There's been so much happening in my life that I have been living with a continual headache the past few weeks. I haven't suffered a migraine in ages, but in the past few weeks I have felt the beginnings of my share. Luckily, I know the signs and can usually catch it before it really hits me. And yet, I have a non-stop headache. Last night I skipped out on choir, but today I decided to just go with the flow of my plans. So, on my agenda was written: Kinemundo KAV 9u kerk
Translated, that means: Cinema Women's Group 9:00 at the church
So, I got everyone out the door and headed out myself. I tried to get to the church, but with all the work going on in the neighborhood, I couldn't reach it (it's right next door to my house). So, I walked through all the mud and dirt and finally saw another woman from my group. We walked around and finally saw the group of 15 women waiting to head to the movie. Quite a large group for such a lil village.
We drove to Genk and attended the Euroscoop theater. I haven't been there before, but it's an old mine which is beautifully restored and houses the theater. We got our tickets and headed in to watch Tuya's Marriage. What an interesting film. It made me so grateful that I live in the land that I do. The film was shot in Mongolia and the whole jist of the film was that a woman cares for her disabled husband and two children, but in order to actually survive, she is forced into marriage with another man who agrees to care for her entire family. She herds the sheep, makes do with little, and rides on a camel, with a constant pot of broth heating on the stove to eat.
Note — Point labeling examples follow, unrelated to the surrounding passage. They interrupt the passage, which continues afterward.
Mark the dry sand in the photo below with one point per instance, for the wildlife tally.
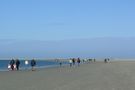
(94, 76)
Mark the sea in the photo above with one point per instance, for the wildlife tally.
(39, 64)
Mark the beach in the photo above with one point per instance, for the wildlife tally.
(118, 75)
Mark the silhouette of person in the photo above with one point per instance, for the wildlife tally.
(78, 61)
(17, 64)
(33, 63)
(12, 62)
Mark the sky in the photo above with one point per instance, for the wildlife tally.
(64, 20)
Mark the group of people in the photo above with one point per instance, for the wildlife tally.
(15, 64)
(73, 61)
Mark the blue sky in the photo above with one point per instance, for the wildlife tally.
(53, 20)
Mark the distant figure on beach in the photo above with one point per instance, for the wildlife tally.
(78, 61)
(73, 61)
(70, 62)
(60, 63)
(17, 64)
(33, 64)
(26, 63)
(12, 62)
(94, 60)
(105, 60)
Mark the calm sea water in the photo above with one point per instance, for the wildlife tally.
(39, 64)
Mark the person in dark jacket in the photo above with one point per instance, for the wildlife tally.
(33, 63)
(17, 64)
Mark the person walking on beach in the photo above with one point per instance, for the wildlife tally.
(12, 62)
(73, 61)
(33, 63)
(78, 61)
(70, 62)
(17, 64)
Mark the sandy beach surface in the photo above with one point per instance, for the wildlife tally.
(94, 76)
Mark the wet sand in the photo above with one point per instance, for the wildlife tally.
(94, 76)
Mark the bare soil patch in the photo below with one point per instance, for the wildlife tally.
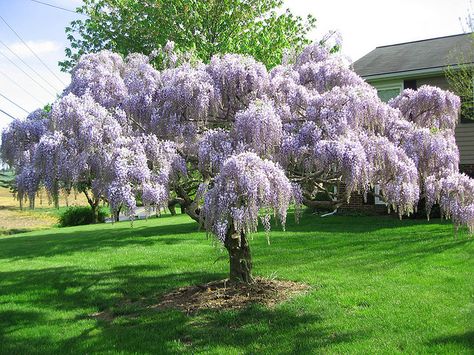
(215, 295)
(222, 295)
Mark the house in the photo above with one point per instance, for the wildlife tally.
(393, 68)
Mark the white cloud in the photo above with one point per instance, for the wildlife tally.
(39, 47)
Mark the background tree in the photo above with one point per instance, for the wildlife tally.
(461, 75)
(255, 27)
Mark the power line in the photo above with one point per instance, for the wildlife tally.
(21, 88)
(31, 50)
(33, 70)
(6, 113)
(28, 75)
(55, 6)
(13, 102)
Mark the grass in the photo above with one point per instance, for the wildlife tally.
(378, 285)
(44, 216)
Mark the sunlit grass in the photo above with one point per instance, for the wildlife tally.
(378, 285)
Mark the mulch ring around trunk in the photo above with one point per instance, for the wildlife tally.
(223, 295)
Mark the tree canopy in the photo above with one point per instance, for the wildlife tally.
(255, 27)
(235, 143)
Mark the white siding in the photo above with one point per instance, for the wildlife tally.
(465, 142)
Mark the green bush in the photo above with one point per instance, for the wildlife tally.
(78, 216)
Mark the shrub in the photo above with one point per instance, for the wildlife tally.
(79, 215)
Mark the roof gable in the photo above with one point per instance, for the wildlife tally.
(424, 54)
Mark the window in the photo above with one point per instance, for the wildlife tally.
(410, 84)
(389, 91)
(386, 94)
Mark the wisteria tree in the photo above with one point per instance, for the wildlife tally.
(236, 144)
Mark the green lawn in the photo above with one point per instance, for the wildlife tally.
(378, 285)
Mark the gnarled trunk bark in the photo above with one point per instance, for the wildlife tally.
(240, 258)
(94, 203)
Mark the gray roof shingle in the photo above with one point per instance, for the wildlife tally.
(424, 54)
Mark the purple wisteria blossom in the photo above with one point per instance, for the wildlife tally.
(229, 140)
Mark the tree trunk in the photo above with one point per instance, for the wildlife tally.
(240, 258)
(117, 214)
(95, 211)
(94, 203)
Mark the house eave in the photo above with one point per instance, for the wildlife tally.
(408, 74)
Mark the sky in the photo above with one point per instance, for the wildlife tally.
(363, 24)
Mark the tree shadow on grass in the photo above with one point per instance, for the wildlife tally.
(70, 298)
(67, 241)
(466, 340)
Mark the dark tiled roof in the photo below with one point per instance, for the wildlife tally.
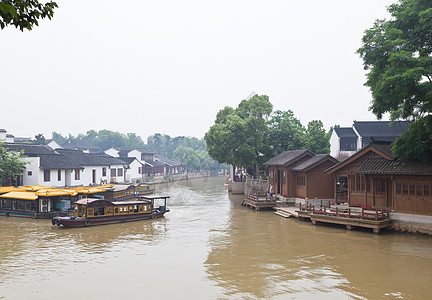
(79, 144)
(58, 162)
(312, 161)
(168, 161)
(379, 166)
(380, 128)
(128, 160)
(383, 147)
(90, 159)
(29, 149)
(286, 157)
(345, 132)
(155, 163)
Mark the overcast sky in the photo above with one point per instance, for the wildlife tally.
(169, 66)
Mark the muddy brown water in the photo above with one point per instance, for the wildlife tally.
(210, 247)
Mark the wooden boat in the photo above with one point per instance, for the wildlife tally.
(91, 211)
(39, 204)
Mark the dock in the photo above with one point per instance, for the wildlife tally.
(364, 217)
(259, 202)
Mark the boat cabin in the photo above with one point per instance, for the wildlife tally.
(91, 207)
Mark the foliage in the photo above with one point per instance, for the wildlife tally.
(11, 164)
(24, 14)
(39, 139)
(165, 145)
(419, 134)
(285, 132)
(317, 140)
(252, 134)
(398, 55)
(58, 138)
(237, 137)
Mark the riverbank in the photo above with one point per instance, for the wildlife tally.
(179, 177)
(400, 222)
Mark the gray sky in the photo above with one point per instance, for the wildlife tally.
(169, 66)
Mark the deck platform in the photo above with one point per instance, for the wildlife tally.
(351, 217)
(259, 203)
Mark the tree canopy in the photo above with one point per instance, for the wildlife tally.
(237, 137)
(24, 14)
(11, 165)
(251, 134)
(397, 55)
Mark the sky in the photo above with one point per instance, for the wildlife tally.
(169, 66)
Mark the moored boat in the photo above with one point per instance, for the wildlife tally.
(92, 211)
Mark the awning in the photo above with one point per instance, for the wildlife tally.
(7, 189)
(20, 195)
(34, 188)
(56, 192)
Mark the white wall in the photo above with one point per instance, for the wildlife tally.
(334, 144)
(32, 167)
(132, 174)
(136, 154)
(112, 152)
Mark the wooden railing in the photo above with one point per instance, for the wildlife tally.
(363, 213)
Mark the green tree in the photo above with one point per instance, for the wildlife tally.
(58, 138)
(419, 134)
(397, 54)
(237, 137)
(285, 132)
(39, 139)
(317, 139)
(11, 165)
(24, 14)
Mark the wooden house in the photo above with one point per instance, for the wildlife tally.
(374, 177)
(300, 173)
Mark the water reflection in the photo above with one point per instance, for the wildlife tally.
(261, 255)
(210, 247)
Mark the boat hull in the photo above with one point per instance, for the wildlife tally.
(27, 214)
(71, 222)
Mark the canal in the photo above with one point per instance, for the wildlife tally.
(210, 247)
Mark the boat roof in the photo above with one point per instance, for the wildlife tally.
(86, 201)
(154, 197)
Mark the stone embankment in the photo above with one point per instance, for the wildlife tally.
(178, 177)
(411, 223)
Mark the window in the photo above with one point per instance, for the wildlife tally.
(357, 182)
(77, 174)
(398, 188)
(412, 189)
(426, 189)
(419, 189)
(47, 175)
(405, 188)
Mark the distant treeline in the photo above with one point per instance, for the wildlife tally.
(189, 150)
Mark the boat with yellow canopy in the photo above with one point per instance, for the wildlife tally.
(93, 211)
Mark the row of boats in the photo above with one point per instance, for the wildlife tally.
(84, 206)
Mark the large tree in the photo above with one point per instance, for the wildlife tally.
(11, 165)
(398, 56)
(237, 137)
(285, 132)
(24, 14)
(317, 139)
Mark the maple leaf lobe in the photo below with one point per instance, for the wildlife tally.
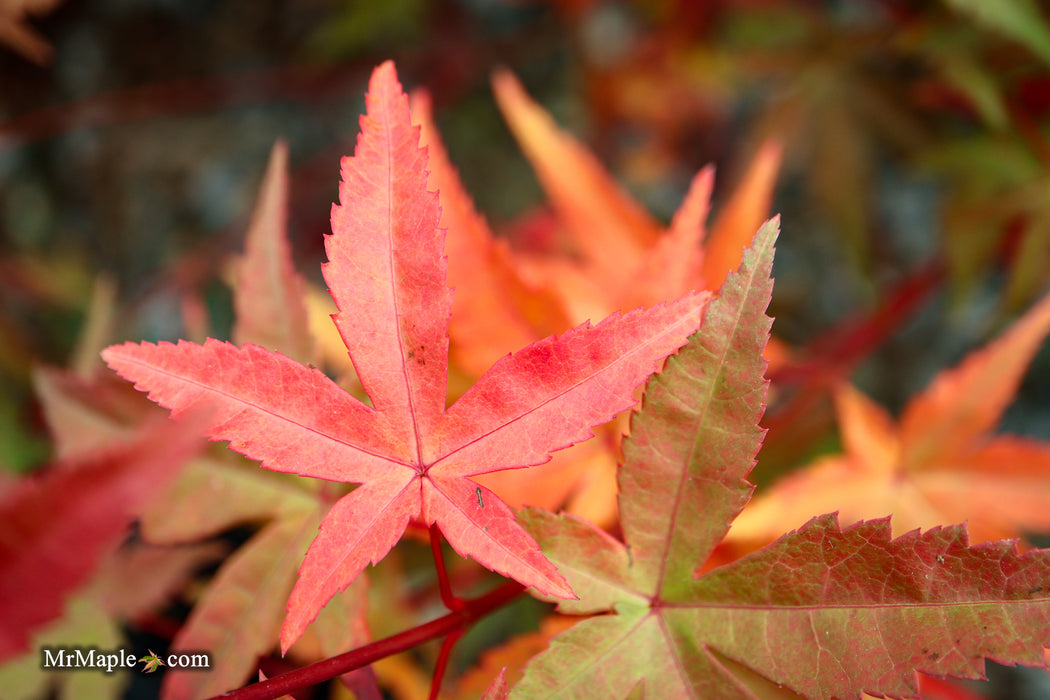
(385, 271)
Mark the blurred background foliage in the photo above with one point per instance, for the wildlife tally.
(917, 164)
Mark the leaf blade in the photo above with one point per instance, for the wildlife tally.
(578, 380)
(385, 269)
(712, 393)
(268, 406)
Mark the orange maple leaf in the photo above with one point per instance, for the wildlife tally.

After, we had lunch and then did a bit of shopping. All was done with women, for women, celebrating women. It really reminded me that I am me, Tera, a woman outside of the home, outside of being a wife and mother, there's another facet to this person that I am. And it put me in a very productive mind-set, giving me the freedom to just be a woman, and enjoy the woman that I am. It reminded me that I need to take care of myself, my needs and desires, as well as those of my family. If I lose sight of me, this woman named Tera, I lose sight of all the other goals and objectives I have set out to complete and worked so hard to achieve. I can't be a good mom, a good wife, or a good homemaker without knowing that I also love myself and put myself as high up on the list of priorities as I do my husband and my kids. It was a good day. I am woman, hear me roar!